(1) A professional limited liability company must acquire, or cause to be acquired by a qualified person, a member’s membership interest if:
(a) The member dies and the successor in interest to the deceased member is not a qualified person, except as provided in subsection (3) of this section;
(b) The member becomes a disqualified person, except as provided in subsection (3) of this section; or
(c) The membership interest is transferred by operation of law or court judgment to a disqualified person, except as provided in subsection (3) of this section.
(2) If a price for the membership interest is established in accordance with the certificate of formation or written operating agreement or by private agreement, that price controls. If the price is not so established, the limited liability company shall acquire the membership interest in accordance with Section 79-29-912. If the disqualified person rejects the limited liability company’s purchase offer made pursuant to Section 79-29-912, either the person or the limited liability company may commence a proceeding under Section 79-29-913 to determine the price of the membership interest.
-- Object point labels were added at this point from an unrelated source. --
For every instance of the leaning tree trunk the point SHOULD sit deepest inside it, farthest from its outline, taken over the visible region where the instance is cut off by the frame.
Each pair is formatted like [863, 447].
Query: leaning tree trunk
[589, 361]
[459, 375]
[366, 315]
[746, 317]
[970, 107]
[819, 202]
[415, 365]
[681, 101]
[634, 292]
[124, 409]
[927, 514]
(3) This section does not require the acquisition of membership interests in the event of disqualification if the disqualification lasts no more than five (5) months from the date the disqualification or transfer occurs. A member who becomes a disqualified person shall notify the limited liability company promptly.
(4) This section and Section 79-29-912 do not prevent or relieve a professional limited liability company from paying pension benefits or other deferred compensation for services rendered to a former member if otherwise permitted by law.
(5) A provision for the acquisition of membership interests contained in a professional limited liability company’s certificate of formation or operating agreement, or in a private agreement, is specifically enforceable.